On their blogs, Matt Asay and Savio Rodrigues are discussing whether IBM is using open source to diminish competitor margins. I think it is obvious that IBM does this, most notably with its Linux engagement, which is squarely directed against Microsoft (Windows). It is what I call a war over the share of customer’s wallet, and open source plays a major role. The graph below shows how it works.
By “share of wallet” I mean the amount (percentage) of a customer’s IT budget that a vendor can get. Any IT user buys multiple different components, for example, operating system, productivity tools, and business applications, but ideally they only buy one of a given type. They only want one database, not many. So each IT vendor has two types of competitors: those that directly compete with their products, and those that offer ancillary products. You can take on your direct competitors through better sales or service or product. For ancillary products, you need a different strategy.

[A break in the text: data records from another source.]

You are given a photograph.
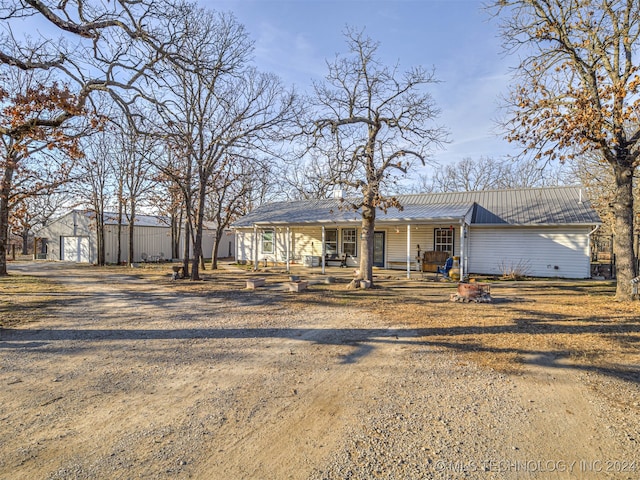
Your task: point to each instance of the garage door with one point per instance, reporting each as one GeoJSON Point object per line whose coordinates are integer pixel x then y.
{"type": "Point", "coordinates": [74, 249]}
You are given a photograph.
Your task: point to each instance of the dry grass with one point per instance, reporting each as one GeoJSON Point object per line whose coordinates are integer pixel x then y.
{"type": "Point", "coordinates": [24, 298]}
{"type": "Point", "coordinates": [560, 322]}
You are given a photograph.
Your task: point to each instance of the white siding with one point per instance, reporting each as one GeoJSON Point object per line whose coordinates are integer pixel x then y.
{"type": "Point", "coordinates": [538, 252]}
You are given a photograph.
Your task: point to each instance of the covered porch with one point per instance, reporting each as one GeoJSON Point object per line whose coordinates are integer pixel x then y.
{"type": "Point", "coordinates": [398, 246]}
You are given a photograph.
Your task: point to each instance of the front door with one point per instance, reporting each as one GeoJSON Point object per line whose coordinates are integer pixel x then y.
{"type": "Point", "coordinates": [378, 249]}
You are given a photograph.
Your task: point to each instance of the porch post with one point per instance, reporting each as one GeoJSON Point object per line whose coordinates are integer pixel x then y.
{"type": "Point", "coordinates": [462, 250]}
{"type": "Point", "coordinates": [322, 250]}
{"type": "Point", "coordinates": [255, 248]}
{"type": "Point", "coordinates": [288, 249]}
{"type": "Point", "coordinates": [409, 251]}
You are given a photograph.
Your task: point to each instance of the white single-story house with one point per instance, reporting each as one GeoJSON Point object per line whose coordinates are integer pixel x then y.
{"type": "Point", "coordinates": [539, 232]}
{"type": "Point", "coordinates": [72, 237]}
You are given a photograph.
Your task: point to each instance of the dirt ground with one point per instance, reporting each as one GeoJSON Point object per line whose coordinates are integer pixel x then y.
{"type": "Point", "coordinates": [124, 373]}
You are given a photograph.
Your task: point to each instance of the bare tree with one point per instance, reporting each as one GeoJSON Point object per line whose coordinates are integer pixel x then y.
{"type": "Point", "coordinates": [217, 106]}
{"type": "Point", "coordinates": [95, 183]}
{"type": "Point", "coordinates": [492, 174]}
{"type": "Point", "coordinates": [29, 132]}
{"type": "Point", "coordinates": [371, 123]}
{"type": "Point", "coordinates": [233, 192]}
{"type": "Point", "coordinates": [135, 155]}
{"type": "Point", "coordinates": [103, 47]}
{"type": "Point", "coordinates": [578, 93]}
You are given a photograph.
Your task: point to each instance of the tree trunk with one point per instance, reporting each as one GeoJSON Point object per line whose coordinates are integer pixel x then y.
{"type": "Point", "coordinates": [5, 189]}
{"type": "Point", "coordinates": [132, 220]}
{"type": "Point", "coordinates": [197, 241]}
{"type": "Point", "coordinates": [366, 259]}
{"type": "Point", "coordinates": [119, 255]}
{"type": "Point", "coordinates": [623, 238]}
{"type": "Point", "coordinates": [25, 242]}
{"type": "Point", "coordinates": [187, 246]}
{"type": "Point", "coordinates": [214, 251]}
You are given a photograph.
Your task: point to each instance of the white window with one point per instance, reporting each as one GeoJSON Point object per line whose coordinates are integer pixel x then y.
{"type": "Point", "coordinates": [349, 242]}
{"type": "Point", "coordinates": [267, 241]}
{"type": "Point", "coordinates": [331, 242]}
{"type": "Point", "coordinates": [443, 240]}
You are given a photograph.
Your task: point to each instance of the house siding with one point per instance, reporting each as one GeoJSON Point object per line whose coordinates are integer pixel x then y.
{"type": "Point", "coordinates": [538, 252]}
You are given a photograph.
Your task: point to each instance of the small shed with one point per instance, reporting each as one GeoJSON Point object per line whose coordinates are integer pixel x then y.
{"type": "Point", "coordinates": [72, 237]}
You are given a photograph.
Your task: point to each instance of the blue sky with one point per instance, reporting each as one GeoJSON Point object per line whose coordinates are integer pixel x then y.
{"type": "Point", "coordinates": [295, 37]}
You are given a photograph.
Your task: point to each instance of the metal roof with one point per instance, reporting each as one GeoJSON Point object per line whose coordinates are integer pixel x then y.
{"type": "Point", "coordinates": [532, 206]}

If you offer a business application, databases and operating systems are ancillary (complementary) product categories for you. You aren’t offering a product in that category, so you can’t make any money of it. You can, however, reduce the amount of money that these other products take out of a customer’s IT budget (wallet) and then convince the customer to spend that extra money on your product. So what you want is to shift money from one component in the solution stack to another component, specifically to the one you are offering.

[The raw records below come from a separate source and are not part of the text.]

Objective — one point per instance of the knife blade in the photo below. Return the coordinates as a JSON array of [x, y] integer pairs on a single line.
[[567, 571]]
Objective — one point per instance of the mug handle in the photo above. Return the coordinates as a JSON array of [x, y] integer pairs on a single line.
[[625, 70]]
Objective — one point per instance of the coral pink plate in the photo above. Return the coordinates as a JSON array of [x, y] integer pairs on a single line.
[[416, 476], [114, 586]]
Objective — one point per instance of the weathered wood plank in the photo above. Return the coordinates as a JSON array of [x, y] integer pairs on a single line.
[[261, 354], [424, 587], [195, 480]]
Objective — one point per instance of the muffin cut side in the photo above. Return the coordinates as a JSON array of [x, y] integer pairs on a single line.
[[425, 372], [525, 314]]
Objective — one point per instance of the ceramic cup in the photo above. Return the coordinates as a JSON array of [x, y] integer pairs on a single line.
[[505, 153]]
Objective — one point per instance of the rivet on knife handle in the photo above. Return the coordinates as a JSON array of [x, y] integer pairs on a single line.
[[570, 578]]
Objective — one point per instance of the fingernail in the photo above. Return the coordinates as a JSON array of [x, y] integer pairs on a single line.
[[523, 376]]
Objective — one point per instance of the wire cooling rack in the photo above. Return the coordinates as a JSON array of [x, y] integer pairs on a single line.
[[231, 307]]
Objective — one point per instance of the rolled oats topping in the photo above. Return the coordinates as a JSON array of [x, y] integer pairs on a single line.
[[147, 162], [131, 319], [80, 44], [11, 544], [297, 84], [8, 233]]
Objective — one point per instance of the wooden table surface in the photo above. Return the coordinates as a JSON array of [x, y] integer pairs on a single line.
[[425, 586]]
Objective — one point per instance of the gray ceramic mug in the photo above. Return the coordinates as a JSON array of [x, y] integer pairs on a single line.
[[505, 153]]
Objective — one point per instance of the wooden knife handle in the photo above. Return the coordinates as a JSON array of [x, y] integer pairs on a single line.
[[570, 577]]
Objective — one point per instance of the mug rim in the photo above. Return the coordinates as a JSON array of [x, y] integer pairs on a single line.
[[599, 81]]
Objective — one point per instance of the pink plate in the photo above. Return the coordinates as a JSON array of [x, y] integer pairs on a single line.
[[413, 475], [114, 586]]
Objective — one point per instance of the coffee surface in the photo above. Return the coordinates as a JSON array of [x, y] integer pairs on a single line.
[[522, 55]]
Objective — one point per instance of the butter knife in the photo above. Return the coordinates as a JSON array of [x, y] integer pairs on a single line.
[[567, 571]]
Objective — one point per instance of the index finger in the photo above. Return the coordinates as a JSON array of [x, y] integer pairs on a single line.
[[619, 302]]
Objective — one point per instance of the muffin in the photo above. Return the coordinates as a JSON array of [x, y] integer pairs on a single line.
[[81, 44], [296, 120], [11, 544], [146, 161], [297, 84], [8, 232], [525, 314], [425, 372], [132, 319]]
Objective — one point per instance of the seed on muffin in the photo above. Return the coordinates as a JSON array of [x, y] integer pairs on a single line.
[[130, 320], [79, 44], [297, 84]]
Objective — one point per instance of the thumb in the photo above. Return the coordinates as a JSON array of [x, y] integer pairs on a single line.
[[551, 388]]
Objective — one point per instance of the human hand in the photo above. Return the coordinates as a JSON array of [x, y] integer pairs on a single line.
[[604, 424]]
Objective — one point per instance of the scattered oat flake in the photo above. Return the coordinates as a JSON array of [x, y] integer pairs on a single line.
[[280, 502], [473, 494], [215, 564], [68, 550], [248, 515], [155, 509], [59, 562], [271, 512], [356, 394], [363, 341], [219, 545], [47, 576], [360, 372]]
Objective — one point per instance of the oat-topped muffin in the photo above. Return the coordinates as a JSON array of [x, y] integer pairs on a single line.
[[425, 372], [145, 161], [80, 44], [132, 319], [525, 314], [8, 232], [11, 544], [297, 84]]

How do you do this? Well, you diminish the margins of the components that are ancillary to your product, as Matt rightfully points out. Look at the figure above. If you can make the customer spend less money on the database and operating system, then you can possibly gain that money for the application component. So, if you are an application provider, you may want to invest in open source solutions for database and operating systems, if they are cheaper than the leading proprietary solution (which they typically are). This leaves more money on the table for your application.
I think that’s the open secret behind IBM’s Linux engagement. By ensuring that there is a viable competitor to Windows, at least on the server, IBM is keeping Microsoft’s pricing in check, leaving more money to be spent on other software packages. Is there anything wrong with it? Not really, it is just competitive strategy, to the benefit of the customer in this case.